To learn more about the optional arguments of the spline optimizers, see the doc of pycs.spl.topopt.opt_rough() and pycs.spl.topopt.opt_fine().

These spline optimizers also work with polynomial microlensing. You can mix the microlensing representations at will.

Note

Formally, the linear optimization of splines requires data points that are not only sorted, but also strictly increasing in jds : it cannot deal with lightcurves that have several data points taken at exactly the same epoch (which may happen as we shift the curves in time). This issue is automatically adressed by the class pycs.gen.spl.DataPoints. As a user you don’t have to worry about this in principle.

5.3. The regdiff optimizer

This is de facto the easiest method to use, as it does not involve any explicit microlensing representation.

The idea is to shift the light curves so to minimize the variability of their “differences”. To compute these difference curves, we need a regression, and in particular we use Gaussian Process Regression as provided by the pymc module.

Note

Therefore, to use the optimizer, you will have to install pymc first.

Here is the website : http://code.google.com/p/pymc/

See the paper for a more detailed description of the idea.
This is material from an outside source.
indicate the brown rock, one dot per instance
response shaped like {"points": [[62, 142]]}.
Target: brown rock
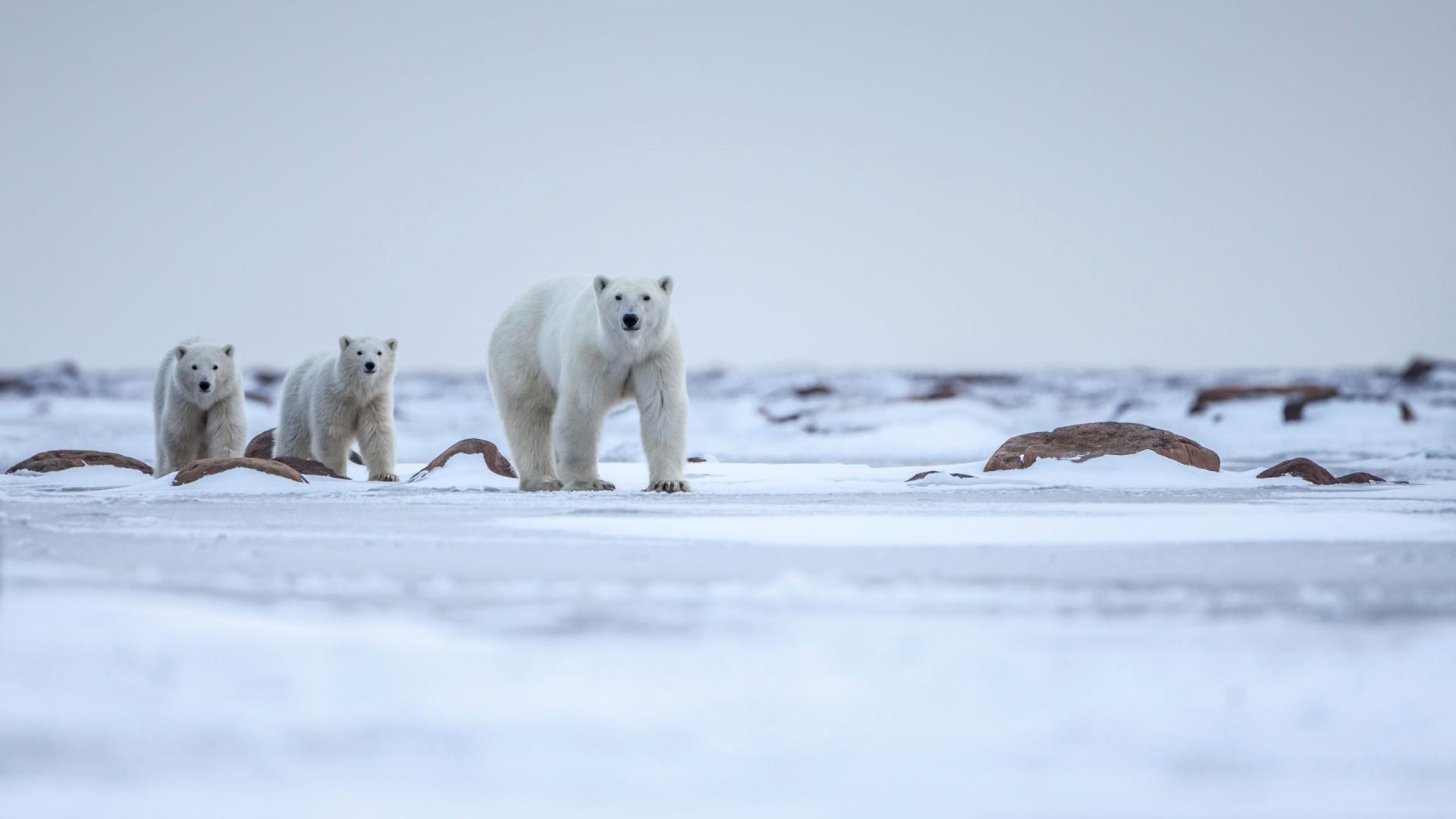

In practice, as for the dispersion method and the splines, there is a simple top-level wrapper function, that you can add to your myopt.py :

::

# we need to call the regdiff module explicitely import pycs.regdiff

def regdiff(lcs):
return pycs.regdiff.multiopt.opt_ts(lcs, pd=5, verbose=True)

But before blindly using the above optimizer, it is a good idea to test by yourself if the the Gaussian Process Regression (GPR) performs well on your lightcurve. The regressions are represented by “regularly sampled light curve” objects, implemented by the class pycs.regdiff.rslc.rslc. It is easy to perform a regression “manually”, i.e. to obtain such a regularly sampled light curve starting from a usual light curve. The function that performs this GPR is pycs.regdiff.rslc.factory(), and you could for instance directly apply this directly to all your light curves :

myrslcs = [pycs.regdiff.rslc.factory(l, pd=2) for l in lcs]
# As this can take a minute, you might want to save the results :
pycs.gen.util.writepickle(myrslcs, "myrslcs.pkl")
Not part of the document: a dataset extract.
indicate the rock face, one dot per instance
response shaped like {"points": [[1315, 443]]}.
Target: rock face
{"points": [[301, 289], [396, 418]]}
The parameter pd is a point density of the regression. Usually this is set to 5 (corresponding to one point every 0.2 days). Less points will give you a faster regression.

You can display these rslc objects with the usual display function, simply by putting them in the second argument list, as you would do for spline objects.
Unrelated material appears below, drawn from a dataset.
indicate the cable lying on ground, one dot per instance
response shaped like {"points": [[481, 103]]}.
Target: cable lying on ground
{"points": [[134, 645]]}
myrslcs = pycs.gen.util.readpickle("myrslcs.pkl")
pycs.gen.lc.display(lcs, myrslcs)

Note

These rslc have some attributes very similar to the usual lc objects, like jds, mags, magerrs, plotcolour. To shift an rslc in time, use myrslc.shifttime(12.3). To perform other operations, directly modify the attributes, for instance : myrslc.mags += 3.0.

The reason why we want these finely sampled light curves is that we can easily subtract them from each other to get difference curves. This operation is implemented by pycs.regdiff.rslc.subtract().

diffrslc = pycs.regdiff.rslc.subtract(myrslcs[0], myrslcs[1])
# This diffrslc is the difference curve, and its again a rslc object.

# Hence you can display the difference easily by putting it in the list, for instance :
pycs.gen.lc.display([], myrslcs + [diffrslc])

Finally, the WAV of any rslc can be computed by calling the method pycs.regdiff.rslc.rslc.wtv().